John Dryden was a professional writer, substantially dependent for most of his life on the proceeds of his pen. His official posts as Poet Laureate and Historiographer Royal to Charles II and James II brought him prestige and some financial rewards. And he received occasional largesse from aristocratic patrons. But the bulk of his income was derived, in his earlier years, from his theatrical work, and, in later life, from the volumes of miscellany poems and classical translations published by his ‘bookseller’, Jacob Tonson. Most of Dryden's writing may thus be described as ‘occasional’ in nature, having been written in direct reponse to contemporary events, circumstances, and commissions, or to meet urgent performance or publication deadlines.
But Dryden's earlier critics and anthologists, while never underestimating the effect of local contingency on his work, believed that Dryden's mental and imaginative ‘world’ was never straightforwardly identifiable with the world of events, personalities, and allegiances in which he conducted his daily life. Nor were his conceptual, aesthetic, or emotional assumptions limited to those of Restoration England. Dryden was a writer of wide reading, broad cultural sympathies, and large philosophical and imaginative capacities. Within a largely bespoke literary œuvre he had managed to address questions of extensive and permanent concern, in ways that spoke far beyond his immediate polemical or commercial purposes. And he had done this in verse and prose that was remarkable for its rhythmical energy, argumentative subtlety, and imaginative vividness.

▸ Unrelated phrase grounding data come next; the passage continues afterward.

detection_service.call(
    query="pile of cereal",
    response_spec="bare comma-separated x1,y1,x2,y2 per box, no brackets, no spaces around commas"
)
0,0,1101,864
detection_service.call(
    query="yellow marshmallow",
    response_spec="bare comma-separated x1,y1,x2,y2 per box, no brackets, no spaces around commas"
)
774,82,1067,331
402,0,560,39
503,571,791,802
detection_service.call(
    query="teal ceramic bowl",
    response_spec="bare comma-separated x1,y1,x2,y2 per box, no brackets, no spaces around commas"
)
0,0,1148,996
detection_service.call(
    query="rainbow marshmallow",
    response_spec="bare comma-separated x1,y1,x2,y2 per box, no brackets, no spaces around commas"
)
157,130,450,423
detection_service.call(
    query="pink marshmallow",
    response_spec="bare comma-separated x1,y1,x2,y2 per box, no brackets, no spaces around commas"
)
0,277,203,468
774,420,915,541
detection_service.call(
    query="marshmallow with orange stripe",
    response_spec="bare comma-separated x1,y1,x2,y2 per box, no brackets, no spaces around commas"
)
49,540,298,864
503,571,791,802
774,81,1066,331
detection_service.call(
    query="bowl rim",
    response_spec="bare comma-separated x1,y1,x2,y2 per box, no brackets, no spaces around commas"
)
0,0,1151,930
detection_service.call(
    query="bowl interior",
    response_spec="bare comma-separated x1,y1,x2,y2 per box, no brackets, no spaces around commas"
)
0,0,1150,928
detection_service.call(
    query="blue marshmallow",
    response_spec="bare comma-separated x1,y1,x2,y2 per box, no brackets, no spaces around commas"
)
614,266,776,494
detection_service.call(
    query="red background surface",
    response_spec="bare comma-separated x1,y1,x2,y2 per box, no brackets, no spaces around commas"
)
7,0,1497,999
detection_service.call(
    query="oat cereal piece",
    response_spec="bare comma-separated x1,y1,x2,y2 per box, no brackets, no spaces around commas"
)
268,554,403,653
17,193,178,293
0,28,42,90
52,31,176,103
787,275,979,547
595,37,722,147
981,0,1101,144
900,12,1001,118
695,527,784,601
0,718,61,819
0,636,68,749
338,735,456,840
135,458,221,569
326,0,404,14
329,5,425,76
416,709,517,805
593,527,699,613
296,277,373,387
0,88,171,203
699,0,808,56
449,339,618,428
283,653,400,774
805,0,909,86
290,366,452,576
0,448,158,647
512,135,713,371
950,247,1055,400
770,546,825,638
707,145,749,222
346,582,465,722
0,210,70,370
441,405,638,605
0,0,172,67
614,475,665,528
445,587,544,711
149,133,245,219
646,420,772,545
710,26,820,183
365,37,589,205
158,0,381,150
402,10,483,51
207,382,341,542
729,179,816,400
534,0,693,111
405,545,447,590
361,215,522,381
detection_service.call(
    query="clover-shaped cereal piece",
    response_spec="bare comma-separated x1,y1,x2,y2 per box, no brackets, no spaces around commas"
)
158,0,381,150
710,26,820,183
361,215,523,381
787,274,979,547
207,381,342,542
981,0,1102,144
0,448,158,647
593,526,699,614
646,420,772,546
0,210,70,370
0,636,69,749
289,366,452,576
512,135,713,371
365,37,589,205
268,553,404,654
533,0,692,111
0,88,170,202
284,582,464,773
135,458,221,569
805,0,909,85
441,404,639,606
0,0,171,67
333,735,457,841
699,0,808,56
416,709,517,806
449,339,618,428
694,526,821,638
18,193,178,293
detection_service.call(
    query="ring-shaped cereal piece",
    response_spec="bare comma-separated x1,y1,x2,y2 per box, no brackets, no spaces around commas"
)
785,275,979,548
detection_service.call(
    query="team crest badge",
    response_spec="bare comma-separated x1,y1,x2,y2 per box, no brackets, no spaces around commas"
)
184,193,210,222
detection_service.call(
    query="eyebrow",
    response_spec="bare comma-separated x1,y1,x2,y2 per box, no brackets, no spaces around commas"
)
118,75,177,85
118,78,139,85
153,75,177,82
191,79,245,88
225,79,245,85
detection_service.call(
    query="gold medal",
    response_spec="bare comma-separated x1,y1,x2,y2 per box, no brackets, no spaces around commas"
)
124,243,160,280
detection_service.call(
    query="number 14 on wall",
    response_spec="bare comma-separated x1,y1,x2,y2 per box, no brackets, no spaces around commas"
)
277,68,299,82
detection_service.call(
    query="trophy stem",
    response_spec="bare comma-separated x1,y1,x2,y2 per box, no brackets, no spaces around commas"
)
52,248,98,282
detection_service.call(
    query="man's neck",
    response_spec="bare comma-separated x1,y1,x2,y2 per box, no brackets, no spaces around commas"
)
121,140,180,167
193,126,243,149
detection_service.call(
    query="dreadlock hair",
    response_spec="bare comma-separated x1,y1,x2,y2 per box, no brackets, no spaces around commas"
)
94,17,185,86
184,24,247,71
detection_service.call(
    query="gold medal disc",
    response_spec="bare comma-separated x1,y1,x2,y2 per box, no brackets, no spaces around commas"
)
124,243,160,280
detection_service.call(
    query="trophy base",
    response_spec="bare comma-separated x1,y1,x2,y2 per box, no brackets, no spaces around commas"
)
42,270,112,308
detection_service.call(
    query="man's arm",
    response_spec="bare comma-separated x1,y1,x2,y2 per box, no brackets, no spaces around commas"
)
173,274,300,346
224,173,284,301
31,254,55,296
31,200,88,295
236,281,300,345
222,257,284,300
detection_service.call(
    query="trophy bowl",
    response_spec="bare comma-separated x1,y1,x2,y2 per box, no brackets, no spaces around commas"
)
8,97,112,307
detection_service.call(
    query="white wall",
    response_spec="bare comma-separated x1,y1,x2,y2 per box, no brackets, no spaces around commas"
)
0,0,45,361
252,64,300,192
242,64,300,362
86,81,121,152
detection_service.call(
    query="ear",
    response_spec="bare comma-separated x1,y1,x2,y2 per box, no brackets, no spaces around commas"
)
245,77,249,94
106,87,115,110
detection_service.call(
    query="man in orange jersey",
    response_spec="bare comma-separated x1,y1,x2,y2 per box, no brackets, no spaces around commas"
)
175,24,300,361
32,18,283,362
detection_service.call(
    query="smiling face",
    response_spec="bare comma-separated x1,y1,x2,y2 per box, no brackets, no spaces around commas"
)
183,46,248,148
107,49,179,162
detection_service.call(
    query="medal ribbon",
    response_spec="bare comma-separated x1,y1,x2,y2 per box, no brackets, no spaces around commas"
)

Much of the best recent scholarship on Dryden has been primarily contextual in its emphasis, mapping in great detail the relations between his work and the political, religious, and literary events, personalities, and ideas of his time. Such commentary has substantially enhanced our knowledge of the circumstances in which Dryden's work was composed and received, and deserves the gratitude of every student of the poet. Its focus, however, has sometimes obscured the ways in which Dryden was far more than merely a ‘man of his times’, and his imaginative sympathies far more widely ranging than his public career might suggest. Dryden's responses to the world around him constantly overlapped and intersected in complex ways with the imaginative worlds that he encountered in his reading and inner reflection.